A l’appui de ses demandes elle fait valoir :
- que n’étant pas tenue de la dette de son mari dont elle est séparée de biens, elle doit percevoir sa part dans la vente du bien immobilier qu’ils détenaient en commun soit 50% du prix de vente alors que sur la somme de 302.833 euros qui leur a été versée, elle n’a reçu que 50% de cette somme soit 151.416 euros ; que le bien ayant été vendu pour 440.000 euros elle aurait dû percevoir la somme de 220.000 euros ; que la différence entre 151.416 euros et 220.000 euros est égale à 68.584 euros qui est la somme dont elle demande le versement ;
- que la créance qui a été admise au passif de la société IMMO INVESTISSEMENT ne la concerne pas ; qu’en outre cette créance n’est que de 155.000 euros ; que la banque a déjà perçu la somme de 123.850,28 euros lors de la procédure collective ; que la somme de 59.415,05 euros perçue par la banque proviendrait d’un prêt accordé par le CREDIT DU NORD en 2006 alors qu’aucun contrat n’est versé aux débats ; que la banque ne prouve pas avoir accordé un tel prêt et ne justifie pas du solde dû ;
- que la banque a prélevé sur le prix de vente de leur bien immobilier des dettes personnelles de son mari auxquelles elle est totalement étrangère ;
- que concernant les garanties souscrites par la banque dont l’inscription d’hypothèque, elle n’est concernée avec son mari qu’à hauteur de 50% pour l’acquisition de la parcelle AS [Cadastre 4] outre sa quote-part dans la parcelle AS [Cadastre 7] ;
- que si elle a renoncé à la somme de 151.416 euros pour permettre le remploi de cette somme par son mari afin de lui permettre d’acheter un bien immobilier, elle n’a jamais renoncé à la somme détenue en séquestre par le notaire ;
- que c‘est seulement les parcelles AS [Cadastre 4] et AS [Cadastre 7] qui ont été cédées en septembre 2015 aux consorts [J] [D] et non pas toutes les parcelles achetées en 2005 par IMMO INVESTISSEMENT ;
- que le débat à la suite des différentes opérations immobilières étant particulièrement confus, une expertise doit être ordonnée par le tribunal.

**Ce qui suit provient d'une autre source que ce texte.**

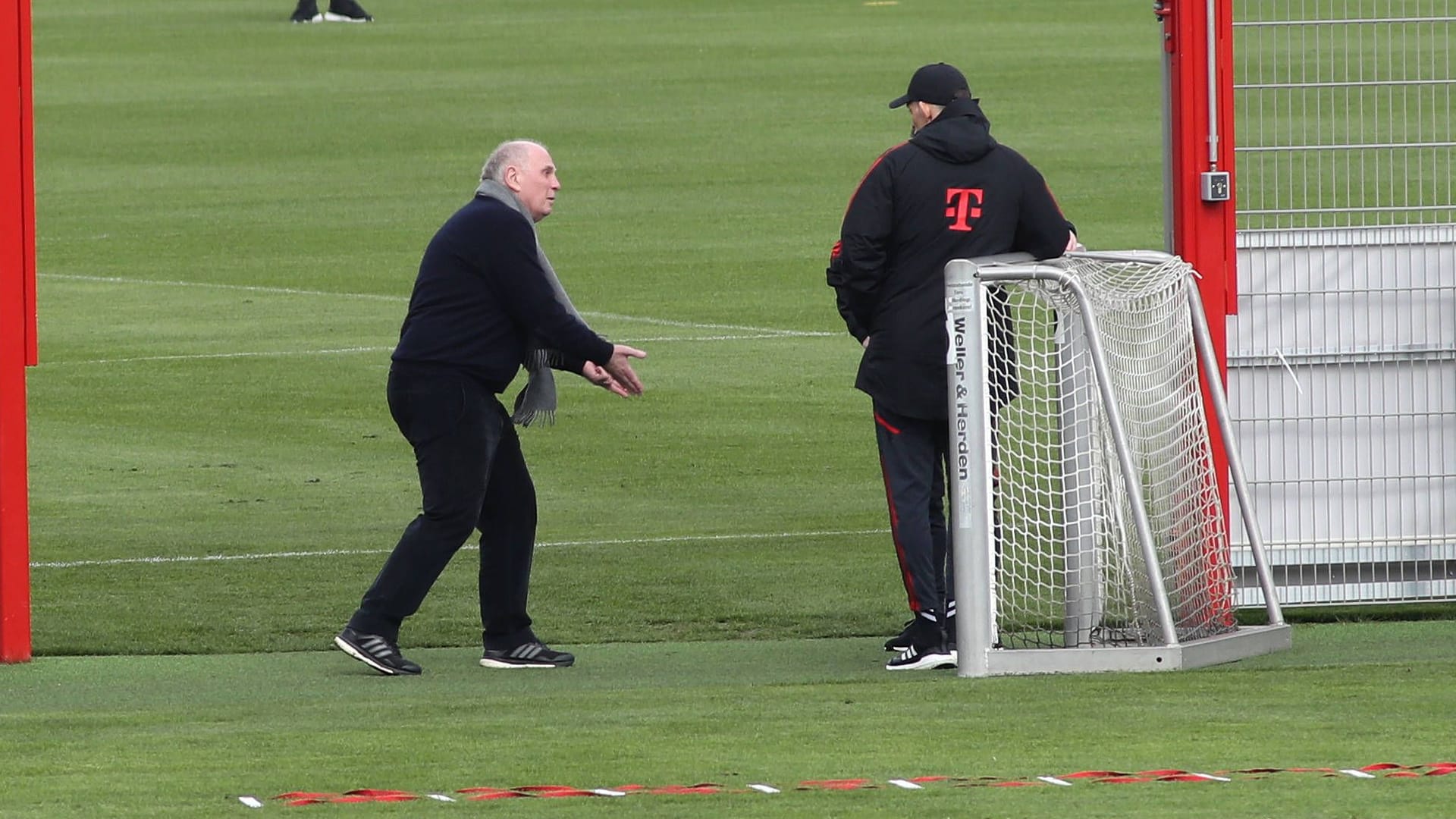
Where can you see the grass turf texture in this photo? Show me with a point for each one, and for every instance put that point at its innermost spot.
(231, 212)
(707, 155)
(178, 736)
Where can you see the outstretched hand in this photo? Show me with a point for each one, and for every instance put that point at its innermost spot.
(601, 378)
(617, 375)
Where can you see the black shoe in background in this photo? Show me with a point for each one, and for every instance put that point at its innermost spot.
(533, 654)
(308, 12)
(375, 651)
(347, 12)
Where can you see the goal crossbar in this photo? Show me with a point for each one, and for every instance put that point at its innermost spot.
(1087, 551)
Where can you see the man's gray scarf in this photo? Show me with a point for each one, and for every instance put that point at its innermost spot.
(538, 400)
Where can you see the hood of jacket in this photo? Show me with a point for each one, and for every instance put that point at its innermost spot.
(960, 134)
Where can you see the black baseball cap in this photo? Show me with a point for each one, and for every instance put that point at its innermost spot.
(935, 83)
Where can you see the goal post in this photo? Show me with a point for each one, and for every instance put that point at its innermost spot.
(1088, 529)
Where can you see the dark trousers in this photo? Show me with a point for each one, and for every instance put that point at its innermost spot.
(913, 457)
(472, 475)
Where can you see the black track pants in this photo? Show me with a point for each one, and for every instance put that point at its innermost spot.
(472, 475)
(913, 460)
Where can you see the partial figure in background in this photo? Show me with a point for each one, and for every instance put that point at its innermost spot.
(340, 12)
(949, 191)
(485, 302)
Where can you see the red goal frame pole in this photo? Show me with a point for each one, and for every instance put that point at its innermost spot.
(18, 327)
(1200, 215)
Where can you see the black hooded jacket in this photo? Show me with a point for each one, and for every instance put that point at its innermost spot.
(948, 193)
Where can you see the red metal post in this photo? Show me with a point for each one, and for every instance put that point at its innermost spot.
(1199, 46)
(18, 337)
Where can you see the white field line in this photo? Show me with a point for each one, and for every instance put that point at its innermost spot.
(334, 553)
(351, 350)
(400, 299)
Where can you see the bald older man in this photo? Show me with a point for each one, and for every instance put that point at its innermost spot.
(485, 303)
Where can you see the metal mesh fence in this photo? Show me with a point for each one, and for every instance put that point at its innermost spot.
(1343, 112)
(1343, 353)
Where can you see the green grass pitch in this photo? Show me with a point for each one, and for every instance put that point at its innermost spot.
(231, 212)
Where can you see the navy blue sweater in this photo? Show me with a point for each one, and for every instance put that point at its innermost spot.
(479, 295)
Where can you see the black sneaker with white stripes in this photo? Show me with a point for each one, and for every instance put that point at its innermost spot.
(919, 659)
(347, 12)
(308, 12)
(533, 654)
(376, 651)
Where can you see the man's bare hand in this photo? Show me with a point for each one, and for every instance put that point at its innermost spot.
(620, 369)
(598, 375)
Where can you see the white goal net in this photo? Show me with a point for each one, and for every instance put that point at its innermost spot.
(1106, 528)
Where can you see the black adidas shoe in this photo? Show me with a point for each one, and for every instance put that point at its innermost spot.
(308, 12)
(533, 654)
(347, 12)
(919, 659)
(375, 651)
(919, 632)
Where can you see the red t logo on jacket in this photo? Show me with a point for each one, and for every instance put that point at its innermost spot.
(960, 206)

Par dernières conclusions en date du 28 novembre 2022, M. [C] [W] demande de :
Vu l’article 1302 du Code civil,
Vu l’acte authentique en date du 22 novembre 2005,
Vu l’acte de vente entre les époux [W] et les consorts [J] [D] du 2 septembre 2015,
Vu l’opposition du CREDIT DU NORD,
Vu la déclaration de créance de CREDIT DU NORD au passif de la société IMMO INVESTISSEMENT et le règlement à son profit de la somme de 123 850,28 € dans le cadre de la procédure de liquidation judiciaire,
Vu le versement au CREDIT DU NORD de la somme de 59 415,05 € dans le cadre de la vente [J] [D],
A titre principal,
- Juger mal fondée la société CREDIT DU NORD dans ses prétentions visant au versement à son profit de la somme de 72 113,25 € séquestrée entre les mains de la SAS [A] ET FOURNIER, au titre d’une prétendue créance contre M. [C] [W],
- Débouter la société CREDIT DU NORD de l’ensemble de ses demandes, fins et prétentions,
A titre reconventionnel,
- Condamner la société CREDIT DU NORD à restituer à Monsieur [C] [W] la somme de 28.265 €, au titre de l’indu perçu par la banque dans le cadre du recouvrement de ses créances.
- Condamner la société CREDIT DU NORD à payer à Monsieur [C] [W] la somme de 3 000€ par application des dispositions de l’article 700 du CPC,
- La condamner aux entiers dépens, par application de l’article 699 du CPC,
- Juger que l’exécution provisoire, de droit, n’a pas lieu d’être écartée en l’espèce.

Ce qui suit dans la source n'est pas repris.